AI & cyber security - should I be concerned?

There’s a lot of buzz about AI these days. This is not that strange, as AI is a fast-emerging technology, but we’ve already seen it used to support or carry out cyberattacks. You might be wondering to what extent your organization should be concerned about AI. To answer that question, let’s first look at what AI is about and its current limitations. 

The development of AI 

I remember back in the early nineties when I was playing computer games on my first computer, which was a legendary Atari 520STFM with an impressive memory of 512 KiB and 16 colors depth. There was a soccer game called Sensible Soccer - maybe some of you have played it. Anyway, when playing against the computer, it looked like the players had minds of their own, as they were capable of outplaying a human. Was this a simple form of AI making those players run around, or was it just a computer playing soccer? If you ask the game creators, they actually call it AI, and I recommend reading this interview with them.  

Another interesting example, more related to cyber security, is spam filters, like the “mother” of all spam filters, SpamAssassin. SpamAssassin has been self-learning since 2003. The more data fed to the spam filtering engine, the “smarter” it becomes. Is this AI that has been used within cyber defense for over 20 years?  

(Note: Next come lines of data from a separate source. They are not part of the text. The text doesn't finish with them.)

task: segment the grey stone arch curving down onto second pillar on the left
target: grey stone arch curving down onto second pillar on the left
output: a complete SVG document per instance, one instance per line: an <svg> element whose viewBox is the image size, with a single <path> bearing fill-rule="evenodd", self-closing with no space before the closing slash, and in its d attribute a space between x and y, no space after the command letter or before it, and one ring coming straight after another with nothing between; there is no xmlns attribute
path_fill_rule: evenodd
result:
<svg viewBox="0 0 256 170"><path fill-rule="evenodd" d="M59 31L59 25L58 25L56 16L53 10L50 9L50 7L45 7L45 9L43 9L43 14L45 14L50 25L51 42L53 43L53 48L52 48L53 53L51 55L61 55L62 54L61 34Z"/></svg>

1997 is a year to remember, as it’s considered a milestone for AI. This was the year the IBM Deep Blue played a six-game chess match against the world champion Garry Kasparov. Deep Blue won two games and drew three. Its victory is considered a huge milestone in the history of AI and you can read books and watch movies about this historical event. 

So why the AI buzz today? Well, computers are now faster and can process enormous amounts of data faster. This has made AI available to the public, and as a result, we see AI used in more tools, products, and services we use daily - and AI capabilities will continue to grow rapidly.

When does AI become AI for real?

One of the major limitations of AI is that it’s still single-tracked, meaning that it operates within one area at a time. It can drive a car, answer questions, write lyrics, create an image or video, or analyze source code to find security flaws. Basically, the AI exists within one software and serves one purpose at a time.  

I belong to the group of people who believe that AI's major benefit will come when it can operate across multiple systems, software, and platforms. While so-called software agents are in development, their purpose is to expand AI over many different areas and make it semi-multi-tracked. These agents are in very early development, and the question remains if they will ever be useful before AI has a higher level of intelligence. 

Does AI become AI for real only when it reaches this higher level of intelligence, able to draw conclusions, reflect, and make decisions like people do? 

AI and cyber security  

Cybercriminals are already using AI to cause damage, but it can also be used to protect your organization from such damage. As long as AI stays single-tracked, however, it will not revolutionize threats or protection. 

How is AI threatening your organization today?

There are a few areas, but they are quite few: 

1. To find weaknesses and flaws (vulnerabilities) in code, software, and systems. 
2. To create content used in social engineering, like phishing attacks. 
3. To impersonate a person (using text, voice, and video) to access information or cause damage.

In each area where cybercriminals operate, they can use AI to cause more damage to organizations faster than previously possible.

Penetration testing as an example:

Some might say that computers challenge penetration testing consultants' work, but this is far from reality, as humans can draw conclusions and make assumptions in a way that no AI can today. Humans can also work over many different systems, software, platforms, and physical locations, a clear impossibility for today’s AI.  So, for now, AI is not comparable to what a human and human brain can achieve.

Conclusion about AI cyber threats

Many will try to benefit from new trends and technology, some (like cybercriminals) in a more destructive way and others less so. AI is no exception. Currently, there are just a few concrete threats to be aware of, but they pale in comparison to other threats your organization should protect against. But, the situation will change gradually. Keeping up with the AI development is key. It will help your organization to take the proper actions as AI develops. The day AI develops consciousness and/or can operate within different areas and systems, we will all face a major and new type of challenge.  Anyway, cybercriminals already use AI to be more "productive". So, if protecting your organization is not a top priority today, it must be in the future. Act now - start being proactive!